Seis jornais têm de dar endereço e telefone de repórteres que publicam dados e estudos sobre inflação diferentes do índice oficial

Ariel Palacios, de O Estado de S.Paulo,

24 Setembro 2011 | 03h03

Representantes da oposição argentina acusaram ontem o governo da presidente Cristina Kirchner de querer monitorar jornalistas que escrevem sobre a maquiagem dos números da inflação oficial e publicam índices paralelos elaborados por consultorias econômicas e associações de consumidores.

A polêmica começou nesta semana quando o juiz federal Alejandro Catania pediu a seis jornais a lista dos profissionais - com seus respectivos telefones e endereços - que escreveram sobre inflação nos últimos seis anos.

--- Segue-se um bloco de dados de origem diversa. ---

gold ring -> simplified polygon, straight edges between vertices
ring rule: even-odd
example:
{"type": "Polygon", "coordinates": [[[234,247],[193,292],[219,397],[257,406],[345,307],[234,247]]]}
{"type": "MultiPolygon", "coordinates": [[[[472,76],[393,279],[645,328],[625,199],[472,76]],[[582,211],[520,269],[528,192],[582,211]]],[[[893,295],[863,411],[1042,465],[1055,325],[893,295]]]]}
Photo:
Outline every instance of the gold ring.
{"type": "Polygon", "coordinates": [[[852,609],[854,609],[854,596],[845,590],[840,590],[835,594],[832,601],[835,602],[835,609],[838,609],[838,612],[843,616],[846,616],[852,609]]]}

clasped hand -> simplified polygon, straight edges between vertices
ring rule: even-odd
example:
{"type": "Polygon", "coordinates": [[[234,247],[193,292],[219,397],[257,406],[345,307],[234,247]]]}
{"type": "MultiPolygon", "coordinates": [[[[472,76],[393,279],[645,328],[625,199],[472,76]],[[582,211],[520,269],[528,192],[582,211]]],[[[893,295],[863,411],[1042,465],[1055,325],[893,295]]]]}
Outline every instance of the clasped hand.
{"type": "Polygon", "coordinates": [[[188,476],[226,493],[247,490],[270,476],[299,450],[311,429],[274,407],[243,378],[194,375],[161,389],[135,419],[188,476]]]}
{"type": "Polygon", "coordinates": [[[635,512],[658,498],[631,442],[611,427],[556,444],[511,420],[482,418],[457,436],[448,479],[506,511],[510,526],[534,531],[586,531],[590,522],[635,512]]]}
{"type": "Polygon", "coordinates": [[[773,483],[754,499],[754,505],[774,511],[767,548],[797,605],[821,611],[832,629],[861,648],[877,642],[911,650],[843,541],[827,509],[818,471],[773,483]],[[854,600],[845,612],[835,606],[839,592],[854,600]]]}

O caso está vinculado ao processo aberto na Justiça pelo secretário de Comércio, Guillermo Moreno, contra a consultoria M&S, denunciada na Justiça por difundir números de inflação diferentes dos emitidos pelo governo. Segundo Moreno, as consultorias especulam para aumentar os preços dos produtos.

Para o ex-ministro da Justiça Ricardo Gil Lavedra, deputado da União Cívica Radical (UCR), a ameaça penal é uma forma encoberta de censura. A deputada Silvana Giúdici, também da UCR, destacou que o pedido relembra as listas da ditadura.

O governo é acusado de maquiar o índice de inflação desde 2007, último ano do governo do ex-presidente Néstor Kirchner, época em que o Instituto Nacional de Estatísticas e Censos (Indec) foi colocado sob administração de Moreno. O secretário manteve a tarefa no governo de Cristina.

"Se continuar assim, só falta que uma dona de casa que comente a alta dos preços ao sair da mercearia seja multada pelo governo", ironizou Giúdici ontem. Segundo a deputada, presidente da Comissão de Liberdade de Expressão na Câmara, a ideia do governo é fazer com que apenas sua voz predomine. "O governo acredita que pode calar todos" declarou.

Críticas. A Associação de Entidades Jornalísticas da Argentina (Adepa) expressou sua grande preocupação e enérgico repúdio pela decisão do juiz. "A individualização compulsiva de jornalistas pelo mero fato de cumprirem sua tarefa constitui uma indubitável pressão sobre os profissionais, que leva a um risco claro de censura indireta e de potencial restrição à livre informação da cidadania", avaliou a entidade.

Desde o início do ano a oposição começou a elaborar um índice próprio no Congresso Nacional. A alta dos preços acumulada nos últimos 12 meses na Argentina, segundo a oposição, seria de 23%. Mas, de acordo com o governo, não passa de 9%. Segundo o governo de Cristina Kirchner, não existe uma escalada inflacionária na Argentina.